A massive tome comprising many volumes, the Dictum would require several lifetimes to master. It spells out in fine detail the code of conduct for all respectable citizens of the Draconis Combine, from the Coordinator to his Samurai to the lowest Unproductive. Due to its length and general impenetrability, the Dictum has little actual effect on daily life.

A typical passage appears below:

It is not by his arms alone that man defends himself from his enemies, but by dint of his head and heart as well. The strongest man will fall if his mind fails him, and the smartest man will succumb if his spirit is broken. As man, so the nation. Therefore as we daily prepare the military defense of our nation, let us not neglect her intellectual and spiritual defense as well.

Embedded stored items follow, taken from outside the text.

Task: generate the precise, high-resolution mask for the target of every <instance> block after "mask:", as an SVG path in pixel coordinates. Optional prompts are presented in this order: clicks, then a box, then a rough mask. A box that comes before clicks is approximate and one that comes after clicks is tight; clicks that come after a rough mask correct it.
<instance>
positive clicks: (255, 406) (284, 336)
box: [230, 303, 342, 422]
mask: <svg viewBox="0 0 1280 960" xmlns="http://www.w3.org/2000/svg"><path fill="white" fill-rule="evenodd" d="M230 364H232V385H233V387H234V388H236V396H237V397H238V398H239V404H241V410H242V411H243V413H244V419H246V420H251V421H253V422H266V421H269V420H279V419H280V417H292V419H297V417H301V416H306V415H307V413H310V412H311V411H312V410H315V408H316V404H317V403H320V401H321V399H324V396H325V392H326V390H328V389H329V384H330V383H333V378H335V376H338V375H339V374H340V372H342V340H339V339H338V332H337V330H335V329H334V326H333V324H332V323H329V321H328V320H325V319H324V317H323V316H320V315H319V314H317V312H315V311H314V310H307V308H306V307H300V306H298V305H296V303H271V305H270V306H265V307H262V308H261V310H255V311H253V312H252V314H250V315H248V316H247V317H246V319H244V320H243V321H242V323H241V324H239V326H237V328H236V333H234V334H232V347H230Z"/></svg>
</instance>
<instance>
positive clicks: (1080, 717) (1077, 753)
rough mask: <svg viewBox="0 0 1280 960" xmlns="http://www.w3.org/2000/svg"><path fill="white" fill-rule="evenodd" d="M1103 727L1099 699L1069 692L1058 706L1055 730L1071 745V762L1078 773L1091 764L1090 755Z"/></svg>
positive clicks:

Why do we fight for our own? The answer, largely, is habit. But a nation that fights without knowing why can succumb to exhaustion and despair. Therefore we seek a grander raison d'etre than mere survival. And so, each state creates for itself an identity beyond the accidents of geography. For some, ethnic identity is paramount, and atavistic passions garner loyalty. This approach has obvious drawbacks, chief among them the appeal to man's lowest, not his highest nature. Some states find their identity in a preferred political or economic philosophy. History has been harsh to such states. The Athenian Polis, the Soviet Union, the United States of America--all had a relatively short lifespan when compared even to petty despotisms like the Roman Empire or the Federated Suns. Where these states appeal to the intellect, intellect alone cannot spark passion in the nation at large, but only in a small handful of enthusiasts. (Who can truthfully say that he is inspired by Capitalism, or Democracy, or Communism, or Free Markets? Surely these have passionate defenders, but most of us regard these topics with cool detachment or indifference.)

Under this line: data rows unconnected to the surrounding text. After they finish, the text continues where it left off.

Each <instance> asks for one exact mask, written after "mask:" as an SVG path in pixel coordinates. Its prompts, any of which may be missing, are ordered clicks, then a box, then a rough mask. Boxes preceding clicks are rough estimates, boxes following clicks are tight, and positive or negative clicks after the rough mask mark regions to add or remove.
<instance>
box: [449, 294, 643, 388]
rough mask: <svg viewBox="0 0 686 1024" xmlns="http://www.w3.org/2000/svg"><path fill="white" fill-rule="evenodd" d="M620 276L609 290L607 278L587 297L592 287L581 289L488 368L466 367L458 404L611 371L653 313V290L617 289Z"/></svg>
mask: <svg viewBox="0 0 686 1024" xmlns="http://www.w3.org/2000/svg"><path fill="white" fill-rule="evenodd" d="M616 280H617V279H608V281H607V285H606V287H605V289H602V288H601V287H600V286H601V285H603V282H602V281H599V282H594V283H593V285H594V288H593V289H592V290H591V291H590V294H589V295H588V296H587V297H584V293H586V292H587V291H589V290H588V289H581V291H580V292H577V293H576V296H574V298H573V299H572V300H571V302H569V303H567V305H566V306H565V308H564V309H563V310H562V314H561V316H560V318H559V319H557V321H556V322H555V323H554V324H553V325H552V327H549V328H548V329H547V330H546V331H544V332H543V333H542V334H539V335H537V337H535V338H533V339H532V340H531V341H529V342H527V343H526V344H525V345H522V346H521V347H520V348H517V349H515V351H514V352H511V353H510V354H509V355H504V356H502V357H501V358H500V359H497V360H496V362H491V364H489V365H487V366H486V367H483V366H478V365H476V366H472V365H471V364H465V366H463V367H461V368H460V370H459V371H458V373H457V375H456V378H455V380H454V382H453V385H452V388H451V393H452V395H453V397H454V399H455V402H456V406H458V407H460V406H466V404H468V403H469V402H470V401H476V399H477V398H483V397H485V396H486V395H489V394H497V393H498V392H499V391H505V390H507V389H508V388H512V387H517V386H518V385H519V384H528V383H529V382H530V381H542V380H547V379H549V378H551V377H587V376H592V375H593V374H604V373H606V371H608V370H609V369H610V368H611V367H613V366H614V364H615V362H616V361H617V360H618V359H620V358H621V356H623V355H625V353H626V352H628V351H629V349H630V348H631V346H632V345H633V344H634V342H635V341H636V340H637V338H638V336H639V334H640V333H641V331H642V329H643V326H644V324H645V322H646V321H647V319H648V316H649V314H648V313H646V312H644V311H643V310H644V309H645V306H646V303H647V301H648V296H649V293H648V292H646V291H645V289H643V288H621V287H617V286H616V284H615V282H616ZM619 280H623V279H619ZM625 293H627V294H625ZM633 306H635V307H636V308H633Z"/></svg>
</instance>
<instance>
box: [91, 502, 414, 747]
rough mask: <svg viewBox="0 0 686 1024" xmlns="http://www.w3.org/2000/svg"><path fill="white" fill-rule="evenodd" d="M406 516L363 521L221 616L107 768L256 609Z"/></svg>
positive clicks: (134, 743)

It has been known since antiquity that man's soul is undying. Injury to the soul takes the form of immorality, but even the most damaged, immoral soul does not perish while the body that houses it survives. Furthermore, even the most beatific soul will not save a wounded body--the body thrives when healthy and dies when injured. Therefore, the life of the soul and the life of the body are independent of each other, and the soul does not die with the body. Also, the soul is not killed by corruption of any kind while the body lives; therefore, the soul survives eternally, since it cannot be destroyed either while the body lives, or after.

The Draconis Combine alone among nations makes the care of the soul paramount. Rather than rely upon the vagaries of individual choice, the Draconian government pervades every aspect of the citizen's life, so that the soul can be nurtured in an environment that encourages purity, morality, and sanity. It is altogether fitting to do so--hedonists and Epicurians, who say that the soul dies with the body, espouse freedom above all else. But they ignore the health of the soul at their peril. The benefits of freedom are benefits to the body, its health and pleasure, and these die with the body; but the benefits of purity are benefits to the soul, and proceed from this life into the next.